If you're talking about running an ecommerce site - I assume you're talking about accepting payment card information. That is going to put you into the realm of PCI compliance, which is a scary thing for someone new to server administration. You can't just accept credit card information.

So in terms of ecommerce a firewall is only one thing you need to think about.
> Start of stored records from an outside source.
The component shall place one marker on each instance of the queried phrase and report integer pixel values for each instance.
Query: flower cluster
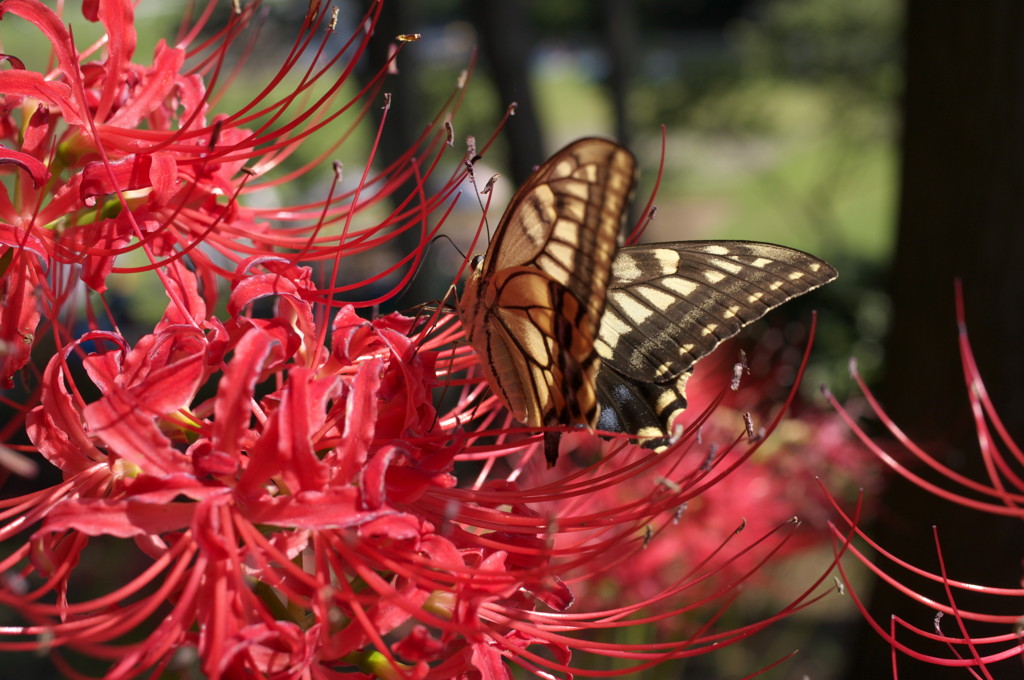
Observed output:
(1001, 495)
(263, 475)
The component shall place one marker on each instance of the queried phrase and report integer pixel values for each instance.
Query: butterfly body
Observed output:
(573, 330)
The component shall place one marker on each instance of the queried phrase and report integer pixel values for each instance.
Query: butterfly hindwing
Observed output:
(532, 306)
(670, 304)
(572, 330)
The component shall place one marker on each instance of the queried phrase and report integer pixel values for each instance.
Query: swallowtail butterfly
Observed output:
(572, 329)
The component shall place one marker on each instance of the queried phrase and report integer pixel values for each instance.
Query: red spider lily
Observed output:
(777, 484)
(275, 495)
(1001, 496)
(110, 157)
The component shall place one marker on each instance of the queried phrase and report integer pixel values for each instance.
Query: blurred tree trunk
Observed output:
(962, 214)
(506, 43)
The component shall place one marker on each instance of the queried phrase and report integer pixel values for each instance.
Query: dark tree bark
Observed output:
(506, 44)
(962, 214)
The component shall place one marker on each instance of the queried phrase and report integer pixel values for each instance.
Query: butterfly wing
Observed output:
(531, 307)
(670, 304)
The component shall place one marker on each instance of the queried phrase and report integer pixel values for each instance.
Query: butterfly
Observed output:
(573, 329)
For PCI compliance guidelines you have to meet the following (and this is a simplified list) Here is the full list : http://www.bbb.org/data-security/bec...nt/checklists/

But basically in terms of what you're setting up on your system you're going to need the following.

- Firewall (optional but recommended)
- AV required (not really , but for compliance it needs to be there, this can be an external appliance)
- IPS /IDS (required for compliance, again can be an external appliance)
- Web Application Firewall (same applies, can be external appliance)
- Encryption (AES or stronger, can't store track 2 etc ... Read the standard for this)
- Transmittal of data MUST BE SSL
- Credentials (they need to be very strong consult the checklist)
- Patch levels, current, always, or you are out of compliance
- Stored data can not be on the same server (either physical or virtual separation is acceptable) as the web application accepting the PCI.

Also you're not hosting this from your home or small business are you? Because you won't meet the rigorous phsyical security standards.

Now that should keep you busy for awhile My advice accept paypal or use a hosting company.

To answer your question about Firewalls, they're not just a Windows thing that being said, most if not all SPI firewalls are going to be nothing but a front end for iptables/netfilter. Again for PCI compliance a DPI firewall OR IDS is required though it can be external. So really, unless you're talking about serious configuration of an IPS/DPI system you're best just using iptables.

Hope this helps.

Wow That's a lot of work, this will probably take me a couple of years. But I do have that time to learn it so I think maybe I will just host my site during those couple of years. This is a startup business with almost no disposable cash (I can't pay someone to do it for me). Is it reasonable for me to learn how to do all of this and get it up and running in a few years?

And I'm thinking of eventually (like 5 years from now) setting up a server for other people to host their websites on and pay me money!!! is that reasonable to do and are there other guidelines for that?

[Thewhistlingwind]

Wow That's a lot of work, this will probably take me a couple of years. But I do have that time to learn it so I think maybe I will just host my site during those couple of years. This is a startup business with almost no disposable cash (I can't pay someone to do it for me). Is it reasonable for me to learn how to do all of this and get it up and running in a few years?

Considering that if you mess this up, the lawsuits can and will follow. (And make no mistake, it is easy to mess any one of these things up.) I would personally echo the recommendation of paypal or paypal-like services.

Also for web hosting, you'd better have some crazy bandwidth to do something like that. (And for that matter make sure your contract with your ISP allows web hosting.)